As Saskatchewan approaches the end of pandemic-related emergency orders, Premier Scott Moe confirmed Tuesday that the provincial government is not looking at implementing vaccine passports moving forward.
The premier addressed calls to ask residents to provide proof of COVID-19 vaccination to attend large venues or events moving forward in a press conference on June 29.
Moe said that Saskatchewan is not considering the practice, due to potential violation of individual health information privacy.
“When we get past July 11, we’re going to be in an area where the emergency order will not be in place and we don’t have the ability then to demand that people show proof of vaccination to attend any large event here in the province,” said Moe.
Scott Livingstone, CEO of the Saskatchewan Health Authority, confirmed the decision, citing potential conflicts with HIPAA as vaccination status is considered personal information.
“[Within HIPAA], it’s not a requirement for an individual to provide that or other individuals to even ask for it, if it’s not related to the provision of health services,” said Livingstone.
A recent poll from Ipsos in May indicated that a large portion of Canadians support the idea of requiring proof of vaccination for certain events and locales, including visiting a seniors’ facility, travelling by air, or attending an indoor event venue or large public space.
Most provinces and territories have indicated they would work with federal officials to develop a cross-national policy, with Manitoba and Quebec already issuing immunization cards that once scanned, show an individual’s vaccination status.
Saskatchewan and Alberta remain the only provinces to reject the idea, with Premier Jason Kenney previously announcing that Alberta will not be participating in a vaccine passport program.
Moe says that it will fall to the federal government to implement such a regulation, placing the decision out of the hands of the province.
“There may be some requirements to show vaccination, but they won’t be in the provincial scope or sphere of influence, but in the federal or international sphere,” said Moe.

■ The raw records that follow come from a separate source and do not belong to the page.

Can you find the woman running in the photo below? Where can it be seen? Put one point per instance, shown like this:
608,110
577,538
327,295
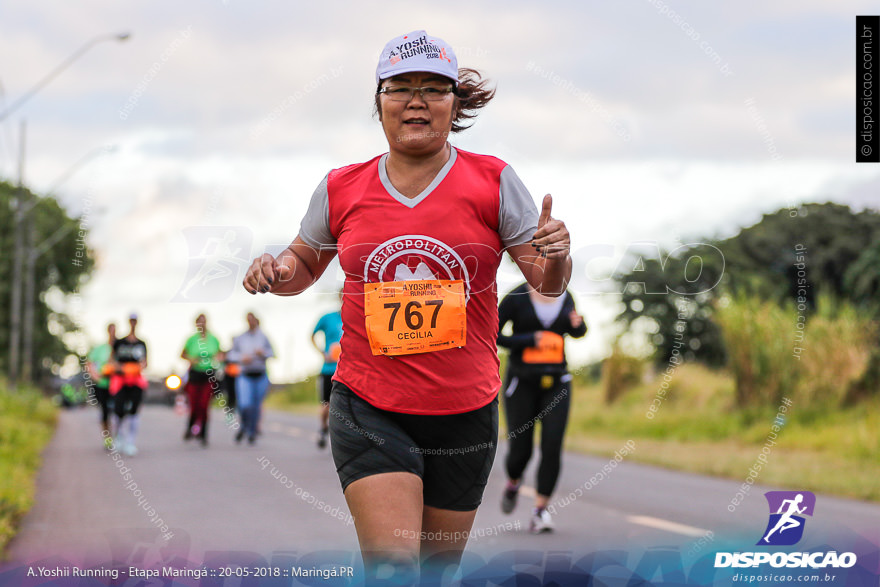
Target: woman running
420,232
127,386
202,351
537,387
330,324
100,369
250,350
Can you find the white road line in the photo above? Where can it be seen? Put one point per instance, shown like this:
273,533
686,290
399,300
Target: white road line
666,525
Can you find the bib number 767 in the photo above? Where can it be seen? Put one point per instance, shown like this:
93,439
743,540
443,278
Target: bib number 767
408,317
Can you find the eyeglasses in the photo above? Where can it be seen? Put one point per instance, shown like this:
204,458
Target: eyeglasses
404,94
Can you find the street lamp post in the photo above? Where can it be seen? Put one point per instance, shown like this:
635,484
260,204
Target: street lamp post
61,67
34,252
21,203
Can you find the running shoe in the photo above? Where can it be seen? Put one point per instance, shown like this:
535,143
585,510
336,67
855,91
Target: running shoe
508,498
541,522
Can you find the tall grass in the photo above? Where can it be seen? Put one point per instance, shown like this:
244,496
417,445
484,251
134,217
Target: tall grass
620,371
27,420
776,351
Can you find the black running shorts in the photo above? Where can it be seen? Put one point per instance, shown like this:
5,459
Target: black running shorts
325,383
452,454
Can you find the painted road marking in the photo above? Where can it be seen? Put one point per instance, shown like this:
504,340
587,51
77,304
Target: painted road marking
666,525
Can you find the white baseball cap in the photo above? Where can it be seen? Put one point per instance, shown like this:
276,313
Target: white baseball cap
417,51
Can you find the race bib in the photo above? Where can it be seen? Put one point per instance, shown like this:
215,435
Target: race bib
335,351
408,317
551,349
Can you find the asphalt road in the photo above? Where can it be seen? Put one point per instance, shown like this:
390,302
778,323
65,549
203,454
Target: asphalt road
280,499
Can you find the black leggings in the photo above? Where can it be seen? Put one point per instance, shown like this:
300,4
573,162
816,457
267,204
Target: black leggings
127,401
527,400
102,396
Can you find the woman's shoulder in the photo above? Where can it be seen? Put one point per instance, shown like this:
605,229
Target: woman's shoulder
488,161
354,168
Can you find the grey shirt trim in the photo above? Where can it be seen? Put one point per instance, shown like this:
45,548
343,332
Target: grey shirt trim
315,226
517,213
413,202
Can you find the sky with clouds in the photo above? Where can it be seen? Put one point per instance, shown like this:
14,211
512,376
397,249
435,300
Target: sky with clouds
649,121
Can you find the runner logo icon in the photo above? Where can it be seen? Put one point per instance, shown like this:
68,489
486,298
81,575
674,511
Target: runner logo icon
786,524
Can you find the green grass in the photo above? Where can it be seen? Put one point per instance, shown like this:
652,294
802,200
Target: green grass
27,420
697,428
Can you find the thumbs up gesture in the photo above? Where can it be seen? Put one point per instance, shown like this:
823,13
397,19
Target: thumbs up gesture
551,239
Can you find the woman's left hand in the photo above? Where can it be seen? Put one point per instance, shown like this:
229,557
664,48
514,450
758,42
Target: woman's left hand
551,239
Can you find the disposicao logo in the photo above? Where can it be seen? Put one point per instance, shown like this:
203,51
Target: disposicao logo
785,528
786,525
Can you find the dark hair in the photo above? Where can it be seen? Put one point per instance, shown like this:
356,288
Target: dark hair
471,95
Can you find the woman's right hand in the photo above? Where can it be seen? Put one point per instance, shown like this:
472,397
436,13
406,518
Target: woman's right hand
264,273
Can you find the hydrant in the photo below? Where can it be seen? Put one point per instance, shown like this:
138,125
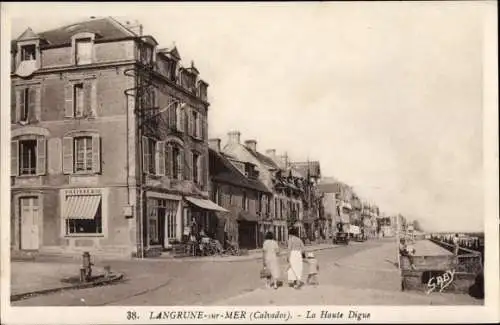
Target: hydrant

Vaccination requirements are already a travel requirement in some countries, added Moe, and it’s likely that COVID-19 could be added to that list of viruses of concern.
The Public Health Agency of Canada recently released data showing that since vaccines became widely available, approximately 95 per cent of positive COVID cases have been in unvaccinated individuals.
Moe said that with more than 40 per cent of Saskatchewan residents fully vaccinated with both does, the province is headed into a “two-vaccine summer” and officials are confident that transmission will continue to stay low.
“We continue to have faith in the people in this province, that they will do the right thing [and go for vaccination],” said Moe.
The SHA expects that an estimated 60 per cent of Saskatchewan will be fully vaccinated by the time pandemic orders lift in mid-July.